Si Paysage entendait favoriser un enseignement inclusif qui n’élimine pas les étudiants dès la ligne de départ, il pourrait dans les faits exclure davantage encore certains publics. Tel est en tout cas l’avis de Chems Mabrouk, présidente de la FEF (Fédération des étudiants francophones) :  » Nous craignons que le décret entraîne globalement un allongement des études. Or, quand on sait qu’une année coûte entre 8 000 et 12 000 euros, il est évident que tout le monde ne peut pas se permettre de payer une telle somme chaque année.  »

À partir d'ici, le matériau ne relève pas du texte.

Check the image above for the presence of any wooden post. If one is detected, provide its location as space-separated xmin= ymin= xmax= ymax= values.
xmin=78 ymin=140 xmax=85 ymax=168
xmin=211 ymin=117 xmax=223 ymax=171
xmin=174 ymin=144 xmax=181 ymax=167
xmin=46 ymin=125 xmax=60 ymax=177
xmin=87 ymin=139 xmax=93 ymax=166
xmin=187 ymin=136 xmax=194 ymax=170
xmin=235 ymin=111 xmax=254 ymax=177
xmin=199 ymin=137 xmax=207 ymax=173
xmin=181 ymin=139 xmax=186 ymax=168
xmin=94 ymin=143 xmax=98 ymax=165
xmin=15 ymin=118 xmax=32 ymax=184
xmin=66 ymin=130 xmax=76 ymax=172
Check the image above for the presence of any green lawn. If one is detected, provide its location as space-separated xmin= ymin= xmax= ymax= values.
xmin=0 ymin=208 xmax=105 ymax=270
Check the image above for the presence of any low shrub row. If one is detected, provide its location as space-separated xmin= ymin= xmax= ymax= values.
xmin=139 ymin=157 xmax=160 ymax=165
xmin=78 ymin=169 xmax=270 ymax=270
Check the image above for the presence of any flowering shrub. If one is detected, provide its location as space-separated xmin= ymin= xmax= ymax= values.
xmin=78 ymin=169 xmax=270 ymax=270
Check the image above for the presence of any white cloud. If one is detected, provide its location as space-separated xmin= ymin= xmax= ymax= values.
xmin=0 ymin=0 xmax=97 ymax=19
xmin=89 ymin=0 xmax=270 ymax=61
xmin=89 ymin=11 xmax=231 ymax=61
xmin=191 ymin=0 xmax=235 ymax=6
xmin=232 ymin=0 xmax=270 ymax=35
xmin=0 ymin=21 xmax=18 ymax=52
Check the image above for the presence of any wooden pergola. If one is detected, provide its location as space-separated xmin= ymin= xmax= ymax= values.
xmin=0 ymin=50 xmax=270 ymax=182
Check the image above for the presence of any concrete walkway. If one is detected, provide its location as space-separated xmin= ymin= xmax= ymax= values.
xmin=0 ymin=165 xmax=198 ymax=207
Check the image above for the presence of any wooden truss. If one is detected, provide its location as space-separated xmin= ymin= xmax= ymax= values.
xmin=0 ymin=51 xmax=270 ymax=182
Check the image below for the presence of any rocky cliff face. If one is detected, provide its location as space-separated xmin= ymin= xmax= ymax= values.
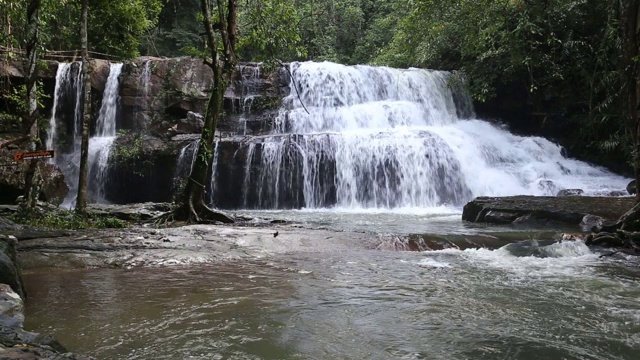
xmin=0 ymin=57 xmax=289 ymax=207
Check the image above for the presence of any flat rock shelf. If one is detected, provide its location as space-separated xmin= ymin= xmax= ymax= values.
xmin=462 ymin=196 xmax=634 ymax=225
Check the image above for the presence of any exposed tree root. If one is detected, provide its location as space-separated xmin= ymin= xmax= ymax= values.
xmin=585 ymin=211 xmax=640 ymax=256
xmin=149 ymin=201 xmax=235 ymax=227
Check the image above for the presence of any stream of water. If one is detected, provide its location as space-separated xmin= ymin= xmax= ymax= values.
xmin=25 ymin=215 xmax=640 ymax=360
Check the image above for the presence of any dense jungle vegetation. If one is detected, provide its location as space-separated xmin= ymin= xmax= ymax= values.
xmin=0 ymin=0 xmax=638 ymax=171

La mise en place d’aides à la méthodologie, de cours de soutien, de blocus assistés, etc. sont autant de pistes pour réduire le taux d’échec. Mais suffiront-elles à accélérer le rythme de réussite ? Le décret Paysage a peut-être abusivement misé sur la faculté de chacun à mettre les bouchées doubles dès le départ – à un âge où, du reste, mille autres vies attendent.

Témoignage

Lara, étudiante en biologie à l’ULiège : « Finalement, j’aurai fait ce master de biologie en quatre ans au lieu de deux. »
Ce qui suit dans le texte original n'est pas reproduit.